Delta measures price sensitivity—directional risk. It’s defined as how much the option’s price changes when the underlying moves by 1 unit. Think of Delta as a speedometer. If your call option Delta is 0.5, then for every $1 Bitcoin rises, your option’s value increases by $0.50.
Theta measures time decay—temporal risk. Options have expiration dates, and Theta quantifies how much value they lose each day, all else equal. For buyers, Theta is like a relentless tollbooth—each day, they lose value, like holding a melting ice cube; for sellers, Theta is like daily interest income.
Vega measures volatility sensitivity—emotion risk. It shows how much the option’s price changes when implied volatility shifts by 1%. In crypto, Vega often outweighs Delta. Sometimes, you’re right about the direction, and Bitcoin rises, but if market sentiment cools and IV drops sharply, Vega losses can wipe out the gains from Delta—what Wall Street calls “vol crush.”
Advanced fine-tuning: Speed, Color, Ultima
If markets only moved based on Delta, Theta, and Vega, quant trading would be simple. But in reality, these Greeks themselves change as the market moves. To handle this, higher-order Greeks are used.
Gamma is the acceleration of Delta—how much Delta changes when the underlying moves by 1.
Speed is the rate of change of Gamma—how Gamma itself changes as the underlying continues to move. It’s like jerk in physics, crucial for managing ultra-short-term, volatile positions.
Color measures how time affects Gamma—how Gamma evolves as expiry approaches.
Ultima is the third derivative of volatility—how Vega changes when IV shifts again. It’s used mainly by institutions managing billions, performing extreme volatility curve arbitrage.
Cross-dimensional ghosts: Vanna and Charm
In modern quant research, the most fascinating are the cross-Greek interactions, especially Vanna and Charm.
Vanna measures how changes in IV affect Delta. It sounds counterintuitive: why would volatility shifts influence price sensitivity? Because when market panic (IV rising) makes deep out-of-the-money options more “possible,” the probability distribution of Delta shifts, affecting the entire portfolio. During extreme liquidations, Vanna often drives market makers to buy or sell spot aggressively to hedge risks.
Charm measures how time decay affects Delta—also called Delta decay. As time passes, an out-of-the-money option with no intrinsic value becomes less likely to turn profitable. Charm describes how Delta diminishes over time.

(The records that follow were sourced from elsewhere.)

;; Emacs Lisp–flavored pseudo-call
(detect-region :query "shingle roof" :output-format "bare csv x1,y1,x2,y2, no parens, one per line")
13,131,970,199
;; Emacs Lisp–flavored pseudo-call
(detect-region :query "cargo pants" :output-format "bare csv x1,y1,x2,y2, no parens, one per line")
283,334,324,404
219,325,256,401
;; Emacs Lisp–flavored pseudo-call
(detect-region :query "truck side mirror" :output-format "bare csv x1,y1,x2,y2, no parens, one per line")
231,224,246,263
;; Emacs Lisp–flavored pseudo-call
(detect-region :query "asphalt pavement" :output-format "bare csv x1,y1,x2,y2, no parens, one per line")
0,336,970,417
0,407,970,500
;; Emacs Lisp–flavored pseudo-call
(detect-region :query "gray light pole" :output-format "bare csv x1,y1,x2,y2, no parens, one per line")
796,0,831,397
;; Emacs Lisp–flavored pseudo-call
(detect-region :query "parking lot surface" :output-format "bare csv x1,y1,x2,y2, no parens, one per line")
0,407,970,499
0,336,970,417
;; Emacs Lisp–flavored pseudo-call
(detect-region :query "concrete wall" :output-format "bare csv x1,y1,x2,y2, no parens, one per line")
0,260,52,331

The true core of options risk
From basic Delta to complex Vanna, these Greeks reveal the ultimate truth: you’re never just trading a single asset dimension, but a four-dimensional space woven from price, time, volatility, and probability.
Novices often lose money on direction (misreading Delta), veterans get burned by time decay (Theta), and experts are often undone by volatility (Vega and Vanna).

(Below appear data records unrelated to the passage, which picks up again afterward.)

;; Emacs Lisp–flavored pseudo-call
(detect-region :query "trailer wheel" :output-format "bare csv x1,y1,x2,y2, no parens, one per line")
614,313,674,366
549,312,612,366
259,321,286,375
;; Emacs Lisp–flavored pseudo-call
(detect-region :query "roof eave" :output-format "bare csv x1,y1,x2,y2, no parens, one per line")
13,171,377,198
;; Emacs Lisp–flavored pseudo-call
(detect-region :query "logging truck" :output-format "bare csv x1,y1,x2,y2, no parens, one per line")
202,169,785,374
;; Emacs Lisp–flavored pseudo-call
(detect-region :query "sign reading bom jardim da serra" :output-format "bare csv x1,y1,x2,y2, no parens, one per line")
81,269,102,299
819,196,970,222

Of course, writing this article isn’t just to teach hedging.
It’s to help everyone develop the ability to understand the tricks of DEFI project teams.
You want their interest,
They want your principal,
How to see through those complex structured products,
And protect yourself,
That’s the way out of a bear market.
Of course, the complexity of options can’t be fully covered in a single article.